Go, frameworks, and Ludditry

A topic that has weighed on my mind recently is the dichotomy of frameworks vs. libraries in the Go community.

Is the prevailing stance against complex frameworks a rejection of this purported labour saving automation, or an enlightened position that has weighed the pro’s and cons and found the costs of a framework based approached outweighs the benefits ?

A framework calls your code, you call library code.

If you want to call net/http a framework under that definition, go for it. You can win that argument, but don’t let it fool you into thinking that this is the exception that proves the rule.

Frameworks, if they communicate with your code in simple terms are tone deaf. Unable to express the intent that they have been asked to pass on to you, they force you to glean meaning from their obscure requests via processes akin to psychic divination. Alternatively frameworks subject you to an increasingly bureaucratic interaction of call-backs, configuration settings, and rigid parameters.
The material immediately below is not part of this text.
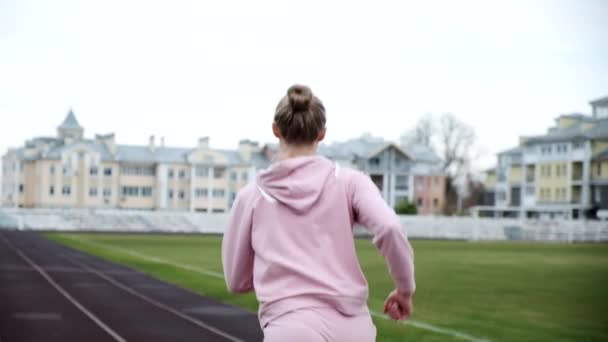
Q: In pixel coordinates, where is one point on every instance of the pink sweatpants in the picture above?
(320, 325)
By comparison, the best libraries are the ones with loose coupling, powered by the pervasive nature of Go’s interface. These simple abstractions allow you to compose your own grammar specialised to the task at hand.

Writing programs is fundamentally about interpreting data. If you outsource that interpreter to someone else, you have artificially constrained the vocabulary with which to describe and interact with that data.

Given these two choices, I am happy to stand with the camp who desire simple composable types and packages.